El streaming ha conseguido que contaminemos más escuchando música que cuando usábamos CDs

Para explicarlo tendremos que echar mano de un interesante análisis de la Universidad de Glasgow publicado ayer mismo. Matt Brennan y Kyle Devine han analizado el consumo y la producción de música grabada en Estados Unidos desde sus inicios, partiendo del fonógrafo y llegando a los formatos de nuestros días.

Para medir el impacto medioambiental, divisible en plástico generado y gases de efecto invernadero, han tenido en cuenta el volumen de gastos acumulados por producción.

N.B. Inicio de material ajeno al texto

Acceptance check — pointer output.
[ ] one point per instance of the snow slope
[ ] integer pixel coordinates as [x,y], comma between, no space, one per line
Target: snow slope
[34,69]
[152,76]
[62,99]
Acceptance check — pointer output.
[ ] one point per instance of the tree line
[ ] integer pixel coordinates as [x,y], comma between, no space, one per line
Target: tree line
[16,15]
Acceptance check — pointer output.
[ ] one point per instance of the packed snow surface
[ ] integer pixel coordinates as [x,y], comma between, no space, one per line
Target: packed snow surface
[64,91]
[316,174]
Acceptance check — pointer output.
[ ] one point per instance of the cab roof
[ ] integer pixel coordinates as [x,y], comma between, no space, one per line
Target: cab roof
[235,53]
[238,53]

Es decir, tanto se produjo en copias en el año de máximo apogeo de cada formato, tanto contaminaron en su año dorado.


Así, por ejemplo, en 1977 se vendieron en Estados Unidos 344 millones de unidades de vinilos, con un coste medioambiental de 58.000 toneladas de plástico y 140.000 toneladas de emisiones de gases contaminantes. Avanzamos hasta el año 2000, en pleno apogeo de los CDs, y tenemos que ellos se llevaron 61.000 toneladas de plástico y 157.000 de gases. Eso sí, habiendo vendido la friolera de 942 millones de copias. Casi el triple.